Visit Vancouver USA’s goal is to use this program to celebrate the breadth of Vancouver’s food scene from a fancy night out to burgers and fries, McKenzie said.

Interesting changes have come out of this year’s challenges. The Dine the Couve roster includes takeout meals and alcohol. Some of the highlights are Mason jar cocktails from Underbar, growler fills at Locust Cider, mimosa kits at C’est La Vie, and half bottles of wine from Niche.
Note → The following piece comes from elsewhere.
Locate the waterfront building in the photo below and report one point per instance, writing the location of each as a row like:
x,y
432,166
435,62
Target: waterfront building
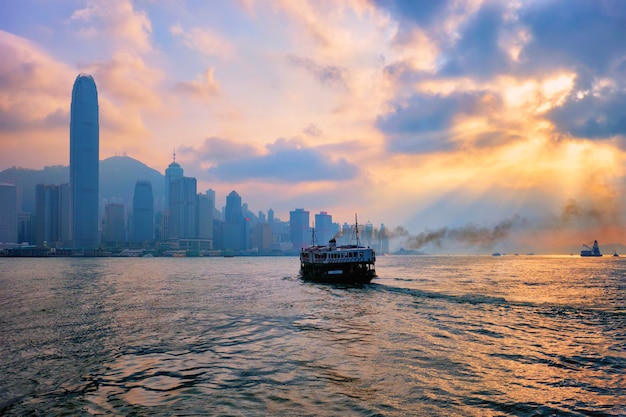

Visit Vancouver USA expanded the event from just dinner to all-day dining. As a result, Bleu Door Bakery has a breakfast menu with biscuits and gravy, as well as sour cream coffee cake. For lunch, Bleu Door serves a field green salad, club sandwich and chocolate caramel cheesecake bar. C’est La Vie’s lunch feast includes an autumn salad and choice of a Croque Madame or roasted vegetable tartine with choice of drink (mimosa, glass of wine, coffee) or sweet crepe.

Another change this year is the addition of food trucks. Taco Spaceship has a different menu every week featuring traditional taco fillings like birria and el pastor, as well as unusual fillings like mango lime pork belly and bulgogi beef. Slow Fox Chili is offering a three course meal that seems more fitting for an elegant restaurant than a food cart pod: beet salad with pickled fennel and lemon-mint vinaigrette, chile-braised pork shoulder served with fried yellow grits, cotija cheese and braised greens, and mini chocolate pot de creme with gluten free butterscotch cookie crumbles topped with vanilla whipped cream.

Dine the Couve, like everything else, is strange this year. Many of the participating businesses, due to the financial and regulatory strain of the pandemic, may not be around for Dine the Couve 2021.

“There are so many of us that aren’t going to be around much longer,” said Bonnie Brasure of Bleu Door Bakery. “I’m worried.”